The young girl was exhausted and when she was “very famous,” she says she “was the most unhappy.”

When she was 11, she begrudgingly played her last major role in the 2000 fantasy adventure film Thomas and the Magic Railroad. “The characters were too young. At 11, I had a visceral reaction to [the] script…Ugh, I thought. How cute,” she tells the Guardian.

‘Burned out’

But her exit from Hollywood wasn’t only her decision.

As a young teenager, the roles weren’t coming in for Wilson, who was going through puberty and outgrowing the “cute.”

She was “just another weird, nerdy, loud girl with bad teeth and bad hair, whose bra strap was always showing.”

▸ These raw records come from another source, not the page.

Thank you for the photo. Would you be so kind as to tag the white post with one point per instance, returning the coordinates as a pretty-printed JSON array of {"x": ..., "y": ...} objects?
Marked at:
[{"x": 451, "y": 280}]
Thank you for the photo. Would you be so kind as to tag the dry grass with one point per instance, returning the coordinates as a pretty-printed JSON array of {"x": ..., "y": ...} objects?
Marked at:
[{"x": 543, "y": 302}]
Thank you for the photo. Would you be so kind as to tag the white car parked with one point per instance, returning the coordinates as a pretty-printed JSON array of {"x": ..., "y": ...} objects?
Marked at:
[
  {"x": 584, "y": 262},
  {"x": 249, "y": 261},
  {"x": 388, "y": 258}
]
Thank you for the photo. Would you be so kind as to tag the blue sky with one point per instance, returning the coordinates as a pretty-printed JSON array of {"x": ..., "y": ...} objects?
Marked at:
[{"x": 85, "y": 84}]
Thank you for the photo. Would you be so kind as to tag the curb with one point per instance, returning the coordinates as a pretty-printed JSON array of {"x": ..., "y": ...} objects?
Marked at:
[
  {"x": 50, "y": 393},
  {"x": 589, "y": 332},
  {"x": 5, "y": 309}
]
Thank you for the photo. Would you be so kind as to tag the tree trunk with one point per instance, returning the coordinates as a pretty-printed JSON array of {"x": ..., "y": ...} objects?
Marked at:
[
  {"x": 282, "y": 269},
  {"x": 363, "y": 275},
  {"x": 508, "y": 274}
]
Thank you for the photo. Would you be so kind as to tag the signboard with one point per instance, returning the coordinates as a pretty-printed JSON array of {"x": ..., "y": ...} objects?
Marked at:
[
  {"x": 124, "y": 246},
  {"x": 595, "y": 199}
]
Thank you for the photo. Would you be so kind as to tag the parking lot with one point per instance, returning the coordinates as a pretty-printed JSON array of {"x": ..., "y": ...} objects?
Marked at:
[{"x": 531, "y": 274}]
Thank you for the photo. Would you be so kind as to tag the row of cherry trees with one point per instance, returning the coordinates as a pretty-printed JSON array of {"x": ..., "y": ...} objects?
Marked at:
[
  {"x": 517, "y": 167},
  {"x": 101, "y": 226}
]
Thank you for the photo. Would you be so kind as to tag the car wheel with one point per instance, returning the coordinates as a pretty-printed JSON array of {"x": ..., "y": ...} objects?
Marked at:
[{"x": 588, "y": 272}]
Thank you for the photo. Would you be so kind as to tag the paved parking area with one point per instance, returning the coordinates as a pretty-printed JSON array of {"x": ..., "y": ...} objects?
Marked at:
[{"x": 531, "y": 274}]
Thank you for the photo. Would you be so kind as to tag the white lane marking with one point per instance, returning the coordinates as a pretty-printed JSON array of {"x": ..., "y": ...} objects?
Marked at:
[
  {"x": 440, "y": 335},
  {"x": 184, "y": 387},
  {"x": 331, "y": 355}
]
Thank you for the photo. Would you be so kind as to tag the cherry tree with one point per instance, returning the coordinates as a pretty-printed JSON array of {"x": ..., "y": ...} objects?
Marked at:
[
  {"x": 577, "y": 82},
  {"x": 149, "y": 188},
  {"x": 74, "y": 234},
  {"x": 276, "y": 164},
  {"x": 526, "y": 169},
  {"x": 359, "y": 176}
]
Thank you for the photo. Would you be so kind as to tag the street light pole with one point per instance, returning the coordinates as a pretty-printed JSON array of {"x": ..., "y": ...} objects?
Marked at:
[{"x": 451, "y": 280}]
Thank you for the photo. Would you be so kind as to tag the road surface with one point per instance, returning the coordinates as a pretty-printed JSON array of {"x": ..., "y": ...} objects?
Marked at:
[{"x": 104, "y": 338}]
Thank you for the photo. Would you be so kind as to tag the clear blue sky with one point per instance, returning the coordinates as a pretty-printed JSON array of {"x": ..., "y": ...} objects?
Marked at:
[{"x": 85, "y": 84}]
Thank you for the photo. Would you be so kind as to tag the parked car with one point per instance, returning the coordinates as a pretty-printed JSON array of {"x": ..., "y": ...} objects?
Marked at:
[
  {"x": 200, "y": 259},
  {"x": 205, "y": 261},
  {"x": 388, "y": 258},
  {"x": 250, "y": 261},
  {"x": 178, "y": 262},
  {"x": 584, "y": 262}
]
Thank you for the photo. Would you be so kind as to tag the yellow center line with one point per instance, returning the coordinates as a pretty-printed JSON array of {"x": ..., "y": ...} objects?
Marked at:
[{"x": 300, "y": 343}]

“At 13, no one had called me cute or mentioned the way I looked in years, at least not in a positive way,” she says.

Wilson was forced to deal with the pressures of fame and the challenges of transitioning to adulthood in the public eye. Her changing image had a profound effect on her.

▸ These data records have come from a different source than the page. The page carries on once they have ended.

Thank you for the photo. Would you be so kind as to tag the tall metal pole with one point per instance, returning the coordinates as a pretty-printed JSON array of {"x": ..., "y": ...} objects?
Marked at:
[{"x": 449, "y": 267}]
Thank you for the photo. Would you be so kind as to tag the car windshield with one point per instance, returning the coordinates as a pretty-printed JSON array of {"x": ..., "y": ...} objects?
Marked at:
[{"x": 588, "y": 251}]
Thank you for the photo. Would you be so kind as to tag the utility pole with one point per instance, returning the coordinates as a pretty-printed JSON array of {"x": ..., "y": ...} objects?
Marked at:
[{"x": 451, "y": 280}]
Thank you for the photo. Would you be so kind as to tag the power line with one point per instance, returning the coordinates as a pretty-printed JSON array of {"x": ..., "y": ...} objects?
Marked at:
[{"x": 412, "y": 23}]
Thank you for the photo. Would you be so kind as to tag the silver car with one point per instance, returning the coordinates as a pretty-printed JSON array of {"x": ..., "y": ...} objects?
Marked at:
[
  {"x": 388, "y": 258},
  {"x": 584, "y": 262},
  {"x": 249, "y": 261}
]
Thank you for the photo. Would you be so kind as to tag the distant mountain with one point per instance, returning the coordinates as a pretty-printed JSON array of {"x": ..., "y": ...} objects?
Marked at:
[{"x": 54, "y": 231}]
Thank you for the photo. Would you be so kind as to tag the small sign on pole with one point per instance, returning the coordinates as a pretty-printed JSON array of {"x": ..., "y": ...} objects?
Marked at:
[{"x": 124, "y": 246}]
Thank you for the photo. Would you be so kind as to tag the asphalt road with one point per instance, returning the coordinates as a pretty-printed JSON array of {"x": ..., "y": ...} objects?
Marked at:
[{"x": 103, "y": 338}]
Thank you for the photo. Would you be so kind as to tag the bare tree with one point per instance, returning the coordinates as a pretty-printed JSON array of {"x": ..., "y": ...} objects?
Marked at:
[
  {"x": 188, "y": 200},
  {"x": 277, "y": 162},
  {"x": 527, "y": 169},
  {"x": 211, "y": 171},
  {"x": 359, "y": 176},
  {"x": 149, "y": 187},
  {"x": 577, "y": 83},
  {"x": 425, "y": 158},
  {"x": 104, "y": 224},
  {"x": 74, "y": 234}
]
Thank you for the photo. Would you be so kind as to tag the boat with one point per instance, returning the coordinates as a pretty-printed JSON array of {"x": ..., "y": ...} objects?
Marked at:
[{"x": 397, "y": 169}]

“I had this Hollywood idea that if you’re not cute anymore, if you’re not beautiful, then you are worthless. Because I directly tied that to the demise of my career. Even though I was sort of burned out on it, and Hollywood was burned out on me, it still doesn’t feel good to be rejected.”

Mara as the writer

Wilson, now a writer, authored her first book “Where Am I Now? True Stories of Girlhood and Accidental Fame,” in 2016.

The book discusses “everything from what she learned about sex on the set of Melrose Place, to discovering in adolescence that she was no longer ‘cute’ enough for Hollywood, these essays chart her journey from accidental fame to relative (but happy) obscurity.”

She also wrote “Good Girls Don’t” a memoir that examines her life as a child actor living up to expectations.

“Being cute just made me miserable,” she writes in her essay for the Guardian. “I had always thought it would be me giving up acting, not the other way around.”